Dec 19, 2014 5:22 PM
FDA approves AbbVie combo hepatitis C treatment
The Associated Press
TRENTON, N.J. (AP) Patients with chronic hepatitis C have a new option for treating the liver-damaging virus, with the approval of a combination treatment developed by AbbVie.
The Food and Drug Administration on Friday approved the sale of a packaged treatment called Viekira Pak made by AbbVie Inc. of North Chicago, Illinois.
It includes a combination pill, which contains the antiviral drugs ombitasvir, paritaprevir and ritonavir, along with a tablet of dasabuvir. All the ingredients are new except for ritonavir, which works to increase blood levels of paritaprevir.
It's among several new pill-only hepatitis C treatments that are big improvements over earlier treatments that are less effective, require injections and cause flu-like side effects.

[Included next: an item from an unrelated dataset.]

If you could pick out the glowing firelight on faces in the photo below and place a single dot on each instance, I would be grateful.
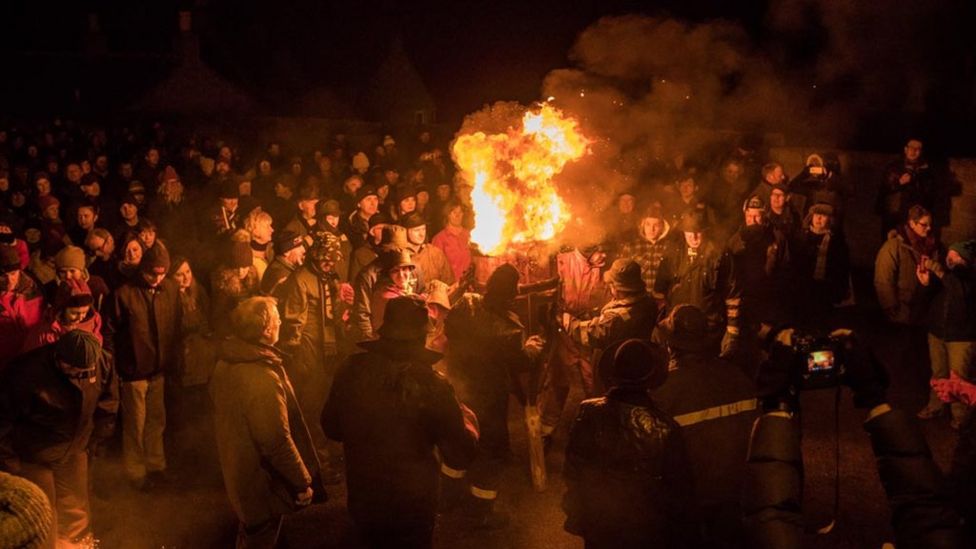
(513, 195)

About 3.2 million Americans are infected with hepatitis C, which generally doesn't cause noticeable symptoms until the liver is damaged.
Without proper treatment, up to 30 percent of those people will eventually develop cirrhosis, an advanced liver disease in which excessive alcohol, fat and other substances kill off liver cells, causing scarring of the liver tissue. The virus can cause liver failure and liver cancer, resulting in the need for a liver transplant.

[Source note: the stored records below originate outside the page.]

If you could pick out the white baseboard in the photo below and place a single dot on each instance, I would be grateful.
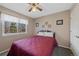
(4, 51)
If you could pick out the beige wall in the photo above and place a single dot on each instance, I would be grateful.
(6, 41)
(62, 31)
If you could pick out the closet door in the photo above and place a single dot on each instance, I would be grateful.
(74, 29)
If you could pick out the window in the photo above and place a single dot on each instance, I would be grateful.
(13, 25)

For decades, patients had no options but older treatments centered on injections of interferon, a synthetic version of an immune system that caused many of the nasty side effects. Those treatments could last a year or more, were so unpleasant that many patients dropped out and still barely cured one-half of patients.
Much more effective treatments with easier side effects have hit the market in the last several years, including three others approved by the FDA since November 2013. Those are Johnson & Johnson's Olysio and two from Gilead Sciences: Sovaldi and Harvoni.

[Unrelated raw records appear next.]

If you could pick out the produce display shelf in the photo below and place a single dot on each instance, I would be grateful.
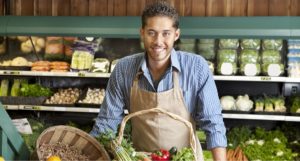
(96, 110)
(54, 74)
(261, 117)
(52, 108)
(128, 26)
(107, 75)
(256, 78)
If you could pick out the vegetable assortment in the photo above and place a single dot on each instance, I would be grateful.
(259, 144)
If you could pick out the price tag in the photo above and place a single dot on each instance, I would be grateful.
(81, 74)
(15, 72)
(265, 78)
(60, 109)
(36, 107)
(28, 107)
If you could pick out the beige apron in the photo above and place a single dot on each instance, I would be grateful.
(153, 131)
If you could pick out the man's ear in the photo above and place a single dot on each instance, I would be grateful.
(142, 33)
(177, 34)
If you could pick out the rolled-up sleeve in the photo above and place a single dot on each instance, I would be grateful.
(112, 109)
(209, 115)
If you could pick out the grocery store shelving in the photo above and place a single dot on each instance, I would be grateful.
(128, 26)
(107, 75)
(96, 110)
(52, 108)
(261, 117)
(54, 74)
(256, 78)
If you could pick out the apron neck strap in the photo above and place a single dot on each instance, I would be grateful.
(174, 75)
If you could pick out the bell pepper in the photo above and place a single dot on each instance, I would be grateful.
(161, 155)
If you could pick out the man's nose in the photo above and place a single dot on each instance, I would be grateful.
(158, 39)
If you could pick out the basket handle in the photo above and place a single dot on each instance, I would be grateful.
(193, 143)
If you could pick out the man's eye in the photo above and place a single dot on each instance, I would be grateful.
(151, 33)
(165, 34)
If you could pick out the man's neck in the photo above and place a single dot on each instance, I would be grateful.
(157, 69)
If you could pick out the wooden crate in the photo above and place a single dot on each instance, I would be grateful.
(73, 137)
(12, 145)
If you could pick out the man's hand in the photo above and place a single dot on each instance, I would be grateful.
(219, 154)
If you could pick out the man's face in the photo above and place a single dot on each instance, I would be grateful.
(159, 36)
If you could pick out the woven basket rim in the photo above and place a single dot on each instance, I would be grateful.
(79, 132)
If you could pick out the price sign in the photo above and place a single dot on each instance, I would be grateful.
(81, 74)
(28, 107)
(15, 72)
(36, 107)
(265, 78)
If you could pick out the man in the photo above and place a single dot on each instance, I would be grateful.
(176, 81)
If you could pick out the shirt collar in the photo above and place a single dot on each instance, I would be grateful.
(174, 62)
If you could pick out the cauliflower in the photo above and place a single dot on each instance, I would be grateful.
(19, 61)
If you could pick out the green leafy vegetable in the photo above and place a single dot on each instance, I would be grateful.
(184, 154)
(35, 90)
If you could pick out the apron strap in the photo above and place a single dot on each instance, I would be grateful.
(176, 79)
(174, 74)
(136, 80)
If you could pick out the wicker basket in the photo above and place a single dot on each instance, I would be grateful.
(73, 137)
(117, 143)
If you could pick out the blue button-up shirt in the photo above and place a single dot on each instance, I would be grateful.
(197, 84)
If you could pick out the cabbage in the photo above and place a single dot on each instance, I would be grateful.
(271, 56)
(250, 69)
(187, 47)
(249, 56)
(208, 54)
(227, 103)
(272, 44)
(207, 41)
(229, 43)
(206, 46)
(275, 69)
(227, 55)
(225, 68)
(250, 44)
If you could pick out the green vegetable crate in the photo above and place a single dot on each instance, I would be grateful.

The latter two have drawn considerable criticism from patients and doctors for their exorbitant price Sovaldi costs about $1,000 per pill or $84,000 for a course of treatment though their maker points out that successful treatment is cheaper than a liver transplant.
"The new generation of therapeutics for hepatitis C virus is changing the treatment paradigm for Americans living with the disease," Dr. Edward Cox, director of the FDA's Office of Antimicrobial Products, said in a statement.
Viekira Pak was tested in six large patient studies involving 2,308 participants with chronic hepatitis C, some of them with cirrhosis. The testing showed 91 percent to 100 percent of the participants getting the new combination had no detectable levels of the virus in their blood 12 weeks after treatment ended, indicating they had been cured.
The treatment regimen involves taking one combination pill and one dasabuvir tablet together, twice a day. The most common side effects in the study were fatigue, itching, weakness or lack of energy, nausea and trouble sleeping.
AbbVie said it would provide information on the product's price late Friday.